Most people have less than three months of emergency expenses, survey finds by Zachary Halaschak, for Washington Exmainer
Emerging from the shock of the COVID-19 pandemic, more than half of the country does not have enough money to get by for three months, a new survey found.
Only 49% of adults in the United States say they have at least three months’ worth of emergency savings, with 1 in 4 claiming to have no emergency savings whatsoever, according to a report by Bankrate.com.
The 25% who said they have no emergency savings is up from the 21% who said the same when questioned last year. Only 17% of the 1,009 adults queried indicated they have more emergency savings now than before the outbreak of COVID-19, and 34% said they have less money in emergency savings now.
Greg McBride, chief financial analyst at Bankrate.com, told the Washington Examiner the financial services company has tracked emergency savings for more than a decade, noting the “very apparent” lack of improvement relative to where the country was years ago.
We did see some slight improvement as we got into the later stages of the economic expansion, but the pandemic seems to have reversed that progress,” he said during an interview.
Twenty-six percent of respondents reported they have some emergency savings but less than three months’ worth, while 19% said they could last between three to five months. A quarter of respondents said they could cover expenses for more than six months, and 5% were not sure or declined to answer.
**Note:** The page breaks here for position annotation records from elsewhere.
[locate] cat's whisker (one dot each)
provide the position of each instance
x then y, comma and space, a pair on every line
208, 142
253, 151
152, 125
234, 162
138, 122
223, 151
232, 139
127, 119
Respondents answered based on how much money they have in emergency savings, meaning “money that is readily available in either a checking account, savings account, or money market.”
A survey conducted at the end of February by Bank of America found only 36% said they planned to spend the last stimulus check, compared to 30% who said they would use it to pay off debts. Twenty-five percent said they would save it, and 9% planned to invest it.